FWIW, the EO consider themselves to be the original Catholic church with Rome being in schism.
Repentance --->inspiration --> revival --> growth --> success --- unfaithfulness --> corruption --> ruin --> Repeat. Repentance -- (etc)
If you know your Bible History, such is the saga of the People of God.
"Through many toils and snares." Always survives. Always raises up saints. Always buries its undertakers.
But I am not exaggerating at all when I say this Bergoglio guy is unique and different, and I don't mean in a good way.
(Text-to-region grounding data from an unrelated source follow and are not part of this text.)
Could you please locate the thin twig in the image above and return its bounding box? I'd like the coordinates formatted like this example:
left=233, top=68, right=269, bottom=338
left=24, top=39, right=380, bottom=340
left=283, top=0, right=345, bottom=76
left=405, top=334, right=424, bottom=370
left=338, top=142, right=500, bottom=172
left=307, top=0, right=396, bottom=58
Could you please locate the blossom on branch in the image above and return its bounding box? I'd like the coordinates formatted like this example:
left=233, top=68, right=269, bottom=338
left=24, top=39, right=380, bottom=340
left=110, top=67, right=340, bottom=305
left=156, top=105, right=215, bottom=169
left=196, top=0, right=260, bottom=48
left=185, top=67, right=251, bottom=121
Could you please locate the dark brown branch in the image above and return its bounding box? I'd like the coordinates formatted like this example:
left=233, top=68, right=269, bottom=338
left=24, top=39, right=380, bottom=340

Previous bad popes --- and there were, by my amateur accounting, 8 or 9 really bad ones in the last 2,000 years ---were into wine, women, buggery, battles, castles in France; but they didn't mess with doctrine. Doctrine bored them. Doctrine was not their thing. They had their personal and political vices, and they carried them with them to the grave.
In contrast, this guy we've got now is avid, simply avid for the controlled demolition of doctrine.
And prophecy does say that there will be a great apostasy toward the end. And Our Lady of Fatima says the central issue will be Marriage.
So we may be nearing the End.
But on the other hand, we've been in the Last Days since Pentecost.
Apostolic Fathers St. Clement of Rome, St. Polycarp of Smyrna, St.Ignatius of Antioch, St. Justin Martyr and the authors of the Didache would be astonished to hear that.
It didn't become legal until the Fourth Century.
The Emperor Constantine invited 1800 bishops from throughout the Roman Empire to attend the Council of Nicaea in 325 AD. (Only about 300 were able to attend, though some -— like the Church @ Romr, sent official legates.)
Tell me, was that before there was really an organized Catholic Church?